La SCPI Alta Convictions, lancée en 2023, modifie sa répartition sectorielle en juin 2026 pour augmenter son exposition aux locaux d’activité. Un virage stratégique qui traduit une conviction sur le segment logistique et industriel.
Le marché des SCPI compte aujourd’hui plus de 200 véhicules actifs. Alta Convictions, gérée depuis juillet 2023, fait partie des lancements récents positionnés sur l’immobilier d’entreprise diversifié. La société de gestion vient d’annoncer un ajustement de sa politique d’investissement, avec un renforcement ciblé sur les locaux d’activité, segment qui regroupe entrepôts, plateformes logistiques et bâtiments à usage mixte (bureaux-stockage).
Pourquoi les locaux d’activité attirent les gestionnaires de SCPI
Trois facteurs expliquent cet intérêt. La demande locative reste soutenue sur le segment logistique, portée par l’essor du e-commerce et la relocalisation de certaines chaînes d’approvisionnement. Les taux de vacance dans ce secteur se maintiennent sous 5 % en ÃŽle-de-France, contre 8 à 12 % pour les bureaux tertiaires selon les dernières données du marché. Les baux signés sur les entrepôts dépassent souvent 6 ans fermes, avec indexation sur l’ILC ou l’ILAT, ce qui sécurise les flux locatifs.
L’arbitrage ici consiste à comparer le profil rendement-risque des locaux d’activité avec celui des bureaux. Les rendements locatifs bruts oscillent entre 5,5 % et 7 % sur les actifs logistiques récents en périphérie des métropoles, contre 4 % à 5 % pour les bureaux prime. En contrepartie, la liquidité reste plus faible : les acheteurs potentiels d’un entrepôt de 10 000 m² sont moins nombreux que pour un immeuble de bureaux en centre-ville.
Structure et gouvernance de la SCPI Alta Convictions
Alta Convictions est une société civile de placement immobilier constituée le 5 juillet 2023, domiciliée 87 rue de Richelieu à Paris 2ᵉ. Le conseil de surveillance réunit trois membres : Christophe Decaix, François Denis et Jacques Lacour. La forme juridique 6521 correspond aux fonds et sociétés d’investissement immobilier non cotés.
L’effectif salarié n’est pas renseigné dans les données publiques, ce qui est fréquent pour les SCPI en phase de collecte initiale. La capitalisation et le nombre de parts en circulation n’ont pas été communiqués dans l’annonce de juin 2026. Les investisseurs potentiels doivent donc se rapprocher du distributeur pour obtenir le bulletin trimestriel et le dernier rapport de gestion.

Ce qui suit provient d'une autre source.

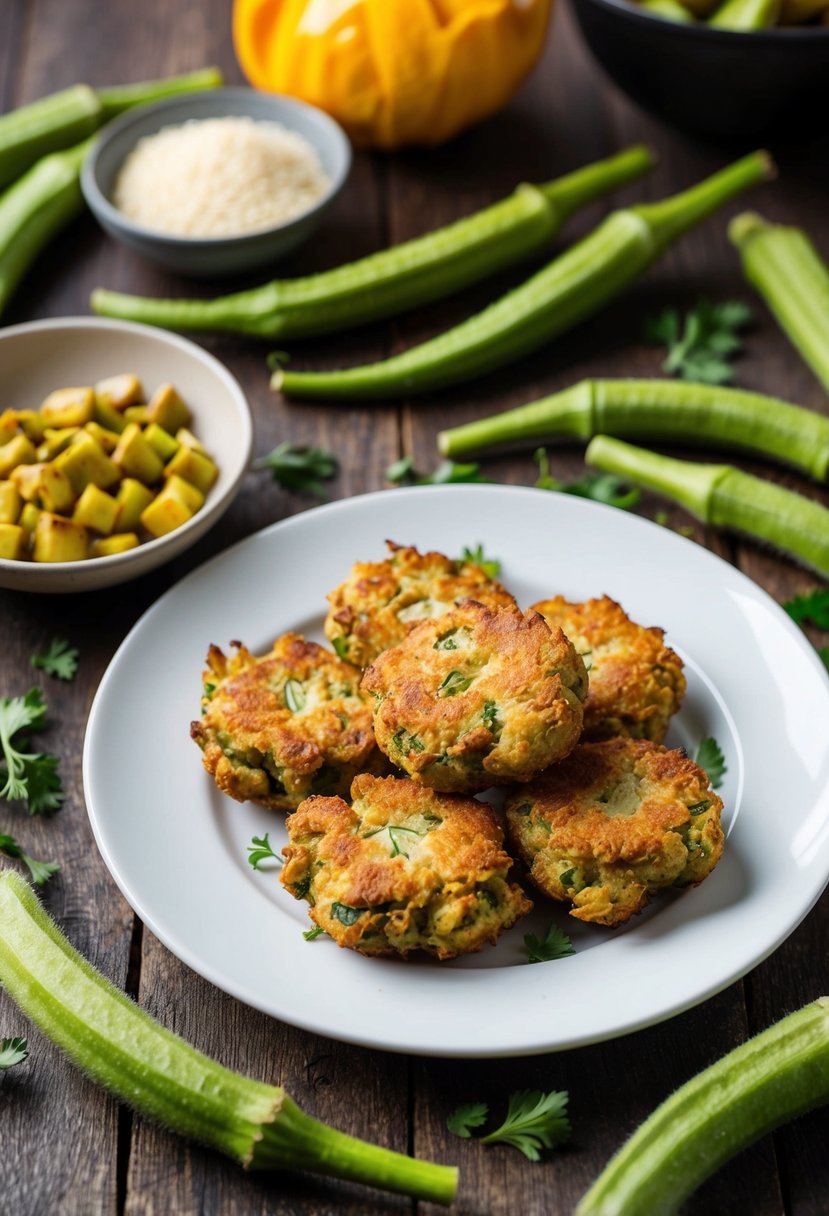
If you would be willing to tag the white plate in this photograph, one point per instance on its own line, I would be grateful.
(176, 846)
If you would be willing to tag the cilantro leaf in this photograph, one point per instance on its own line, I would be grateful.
(58, 659)
(553, 945)
(710, 758)
(12, 1051)
(464, 1118)
(703, 347)
(535, 1120)
(299, 468)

Ce que change ce virage pour les porteurs de parts
Un renforcement de l’exposition aux locaux d’activité modifie le profil de risque du portefeuille. Côté positif, la diversification sectorielle s’améliore si la SCPI détenait jusqu’ici majoritairement des bureaux ou des commerces. Côté négatif, la spécialisation sur un segment encore jeune en SCPI (le poids moyen des locaux d’activité dans les SCPI diversifiées ne dépasse pas 15 % en 2026) concentre le risque locatif sur des actifs parfois situés en périphérie lointaine.
Passons aux chiffres. Une SCPI qui alloue 40 % de son actif net aux locaux d’activité s’expose mécaniquement à la volatilité des valeurs d’expertise de ce segment. En cas de retournement du marché logistique (ralentissement du e-commerce, hausse des taux de capitalisation), les moins-values latentes peuvent peser sur la valeur de reconstitution. À l’inverse, si la demande reste forte, le taux de distribution pourrait surperformer celui des SCPI tertiaires classiques de 0,3 à 0,5 point.
Regardons la performance réelle. Les SCPI spécialisées en logistique ont affiché en 2025 des taux de distribution moyens entre 5,2 % et 6,1 %, contre 4,3 % pour les SCPI bureaux. Mais la collecte nette a ralenti au second semestre 2025, signe que les investisseurs restent attentifs au risque de suroffre dans certaines zones (nord de Paris, périphérie lyonnaise).
L’arbitrage pour un épargnant consiste à évaluer si cette orientation sectorielle correspond à son horizon de placement. Un porteur de parts avec un horizon 8-10 ans bénéficiera de la montée en régime du portefeuille et de la sécurisation des baux longs. Un épargnant avec un horizon 3-5 ans prend le risque d’une liquidité dégradée en cas de demande de retrait dans un contexte de marché tendu.
Les informations contenues dans cet article sont fournies à titre indicatif et ne constituent pas un conseil en investissement, fiscal ou juridique personnalisé. Consultez un professionnel qualifié avant toute décision patrimoniale.